# Welcome to the Natural Language Processing (NLP) jupyter notebook series!
This mini-course has been prepared with the aim of showing rather practical side of the NLP, than detailed theoretical aspects. This and further notebooks contain brief theoretical introduction to every concept, which is later implemented using Python and popular Python NLP modules. Each notebook also contains practical exercises along with complete solutions.

Intro to NLP???

read input (1) and process (2)

## 1. Reading files
Usually, Natural Language Processing tasks will be performed on rather large amount of data. Since copy & paste works fine for small articles or paragraphs, we can't really use it when there are thousands of them. Large data sets are stored in files of different formats (e.g. .txt, .csv, .log), which impose a strict rules on how the file is structured. This is important for two reasons in terms of reading files.

Firstly, a given file should be interpreted in the same, unambiguous way by all users whether they are people or computer programs. Secondly, the file structure should be corresponding to its content, e.g. if a file contains user tweets it will be more natural to put one tweet per line rather one word per line. By utilizing the fact of how the file is structured, a lot of pre-processing can be ommited by creating an appropriate file loader. 

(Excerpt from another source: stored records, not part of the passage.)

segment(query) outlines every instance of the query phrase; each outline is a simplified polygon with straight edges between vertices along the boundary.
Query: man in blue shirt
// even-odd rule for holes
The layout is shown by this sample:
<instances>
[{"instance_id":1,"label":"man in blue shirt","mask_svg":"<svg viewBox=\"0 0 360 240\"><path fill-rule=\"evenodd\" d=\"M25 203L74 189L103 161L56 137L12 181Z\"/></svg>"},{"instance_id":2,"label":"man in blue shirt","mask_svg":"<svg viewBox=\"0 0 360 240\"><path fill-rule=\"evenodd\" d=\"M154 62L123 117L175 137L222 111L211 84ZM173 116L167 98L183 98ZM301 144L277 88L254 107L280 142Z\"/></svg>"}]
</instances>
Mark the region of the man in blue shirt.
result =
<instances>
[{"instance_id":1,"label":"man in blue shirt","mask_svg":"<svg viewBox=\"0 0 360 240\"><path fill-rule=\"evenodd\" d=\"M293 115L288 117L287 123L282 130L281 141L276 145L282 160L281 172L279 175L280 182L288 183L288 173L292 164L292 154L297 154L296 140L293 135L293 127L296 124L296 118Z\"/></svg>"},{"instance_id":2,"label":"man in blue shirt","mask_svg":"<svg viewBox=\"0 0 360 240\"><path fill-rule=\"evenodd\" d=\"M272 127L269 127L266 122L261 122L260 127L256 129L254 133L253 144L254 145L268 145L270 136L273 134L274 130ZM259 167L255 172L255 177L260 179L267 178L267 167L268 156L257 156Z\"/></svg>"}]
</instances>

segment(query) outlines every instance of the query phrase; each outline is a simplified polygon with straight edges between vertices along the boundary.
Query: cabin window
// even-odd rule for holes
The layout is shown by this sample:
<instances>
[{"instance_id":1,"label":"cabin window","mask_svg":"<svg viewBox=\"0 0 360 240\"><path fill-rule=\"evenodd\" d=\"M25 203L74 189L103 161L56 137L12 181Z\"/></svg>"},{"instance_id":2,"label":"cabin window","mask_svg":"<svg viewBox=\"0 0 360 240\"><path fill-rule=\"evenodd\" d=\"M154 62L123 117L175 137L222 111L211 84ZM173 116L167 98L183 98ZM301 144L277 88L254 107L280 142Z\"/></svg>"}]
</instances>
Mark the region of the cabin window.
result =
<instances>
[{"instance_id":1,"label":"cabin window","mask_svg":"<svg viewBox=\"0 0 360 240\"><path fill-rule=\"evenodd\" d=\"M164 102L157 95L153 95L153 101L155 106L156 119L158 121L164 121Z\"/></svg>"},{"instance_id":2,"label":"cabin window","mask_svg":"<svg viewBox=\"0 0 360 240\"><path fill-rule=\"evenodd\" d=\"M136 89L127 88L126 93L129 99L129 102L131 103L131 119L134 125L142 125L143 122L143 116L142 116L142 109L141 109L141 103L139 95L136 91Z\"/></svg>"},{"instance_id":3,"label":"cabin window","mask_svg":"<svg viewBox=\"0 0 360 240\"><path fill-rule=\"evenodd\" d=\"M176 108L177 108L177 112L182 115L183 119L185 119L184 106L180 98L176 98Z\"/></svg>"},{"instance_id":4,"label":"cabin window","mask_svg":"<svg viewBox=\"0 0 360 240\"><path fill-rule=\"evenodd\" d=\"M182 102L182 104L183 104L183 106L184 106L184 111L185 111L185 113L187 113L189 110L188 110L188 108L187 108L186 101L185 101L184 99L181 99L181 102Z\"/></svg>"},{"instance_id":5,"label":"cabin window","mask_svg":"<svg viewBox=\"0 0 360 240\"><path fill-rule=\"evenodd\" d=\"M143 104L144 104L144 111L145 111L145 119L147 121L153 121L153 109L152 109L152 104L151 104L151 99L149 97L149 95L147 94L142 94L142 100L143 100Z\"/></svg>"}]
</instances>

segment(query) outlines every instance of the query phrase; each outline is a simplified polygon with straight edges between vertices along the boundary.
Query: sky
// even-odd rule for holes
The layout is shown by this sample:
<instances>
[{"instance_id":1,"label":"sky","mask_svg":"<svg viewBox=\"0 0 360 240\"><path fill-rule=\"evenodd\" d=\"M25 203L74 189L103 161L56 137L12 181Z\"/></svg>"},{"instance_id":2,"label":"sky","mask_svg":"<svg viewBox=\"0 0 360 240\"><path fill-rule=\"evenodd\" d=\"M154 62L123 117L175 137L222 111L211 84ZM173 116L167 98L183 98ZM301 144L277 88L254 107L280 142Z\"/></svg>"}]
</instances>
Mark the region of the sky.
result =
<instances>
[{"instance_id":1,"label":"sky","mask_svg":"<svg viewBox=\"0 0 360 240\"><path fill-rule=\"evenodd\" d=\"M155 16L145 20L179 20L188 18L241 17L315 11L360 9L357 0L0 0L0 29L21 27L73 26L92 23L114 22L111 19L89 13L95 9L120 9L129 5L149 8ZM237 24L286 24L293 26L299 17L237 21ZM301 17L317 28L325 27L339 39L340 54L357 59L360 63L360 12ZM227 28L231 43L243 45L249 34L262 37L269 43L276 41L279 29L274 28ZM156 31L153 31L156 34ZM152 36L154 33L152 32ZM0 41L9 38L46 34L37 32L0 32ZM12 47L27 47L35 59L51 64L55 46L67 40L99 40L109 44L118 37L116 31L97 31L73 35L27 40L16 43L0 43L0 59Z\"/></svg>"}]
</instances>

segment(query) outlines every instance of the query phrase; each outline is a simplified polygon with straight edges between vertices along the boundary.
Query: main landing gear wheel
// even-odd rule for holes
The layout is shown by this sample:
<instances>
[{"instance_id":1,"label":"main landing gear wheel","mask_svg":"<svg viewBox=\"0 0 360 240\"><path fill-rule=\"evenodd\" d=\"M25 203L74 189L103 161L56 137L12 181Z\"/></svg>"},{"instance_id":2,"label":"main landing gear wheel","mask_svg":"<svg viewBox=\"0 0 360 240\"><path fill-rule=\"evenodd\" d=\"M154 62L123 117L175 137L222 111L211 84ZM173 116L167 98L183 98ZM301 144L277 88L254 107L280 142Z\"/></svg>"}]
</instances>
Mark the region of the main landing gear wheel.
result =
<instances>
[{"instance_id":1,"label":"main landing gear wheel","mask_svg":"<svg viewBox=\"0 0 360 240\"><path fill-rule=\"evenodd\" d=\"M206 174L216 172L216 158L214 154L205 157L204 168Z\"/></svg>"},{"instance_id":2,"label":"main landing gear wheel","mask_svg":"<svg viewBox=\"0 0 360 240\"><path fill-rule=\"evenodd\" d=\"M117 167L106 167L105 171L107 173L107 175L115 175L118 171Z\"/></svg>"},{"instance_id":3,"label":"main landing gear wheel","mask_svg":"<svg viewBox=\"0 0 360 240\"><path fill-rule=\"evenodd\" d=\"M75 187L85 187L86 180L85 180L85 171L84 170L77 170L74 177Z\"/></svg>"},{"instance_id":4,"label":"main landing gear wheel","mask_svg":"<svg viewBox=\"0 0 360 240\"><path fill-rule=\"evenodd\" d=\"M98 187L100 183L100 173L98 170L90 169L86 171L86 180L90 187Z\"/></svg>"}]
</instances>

A common way of structuring files is by using delimiters like commas ',' or endline characters '\n'. Very large data sets may be also organized using data bases and their own file systems.

### 1.1 Txt files
Let's see how to deal with a text file (words.txt) containing 10000 most common English words, one per line. The simplest idea would be to read the whole file and store it as a string. However, by doing so we do not take the advantage of the file structure. With a minimal additional cost instead of one big string, we can create a list containing 10000 separate string elements - words. Let's see how it can be done!

In [None]:
word_list = []

# open 'words.txt' file in a reading 'r' mode.
with open('words.txt', mode='r', encoding='utf-8') as f:
    word_list = f.read().splitlines()  # split lines based on the endline '\n' character

Now, let's see first 20 words and last 20 words in our list.

In [None]:
print(word_list[:20]) # First 20 words
print(word_list[-20:]) # Last 20 words

In some cases, we don't want to read the whole file (e.g. when the file is huge). Let's see how to read first 50 words of the words.txt file.
Note: a very common mistake when reading files line by line is not removing the endline '\n' character, which is at the end of each line (see .rstrip() below).

In [None]:
word_list = []
lines_to_read_num = 50

# open 'words.txt' file in a reading 'r' mode.
with open('words.txt', mode='r', encoding='utf-8') as f:
    for _ in range(lines_to_read_num):  # _ is a wildcard
        word_list.append(f.readline().rstrip()) # We want to strip the last character of each line since it is and endline '\n' character

print(word_list[:20]) # First 20 words

### 1.2 File Encoding 
Now, let's try to load another text file (japaneseWords.txt) containing 10000 most common Japanese words. 

In [None]:
japanese_words = []

# open 'words.txt' file in a reading 'r' mode.
with open('japaneseWords.txt', mode='r', encoding='utf-8') as f:
    japanese_words = f.read().splitlines()  # split lines based on the endline '\n' character
print(japanese_words[:20]) # First 20 words

Oops, we got the `UnicodeDecodeError`... This error is raised because the default encoding used by Python for reading files (`utf-8`) is different from the one used in the japanese words file (`utf-16`). Even though `utf-8` is widely used and in most cases sufficient, in the future you may deal with data encoded using other encodings (like in this case). Try to solve this problem by approprietly changing the `encoding` parameter in the `open` function and run it again!

### 1.3 CSV files
So far, our data set consisted of one word per line without any additional details. However, in many cases each entry in your data set may contain more than one field. For example, imagine that in the english word list, we would like to annotate each word with a name of the lexical categories it belongs to (verb, noun, etc.). In cases like this, csv files are very convenient.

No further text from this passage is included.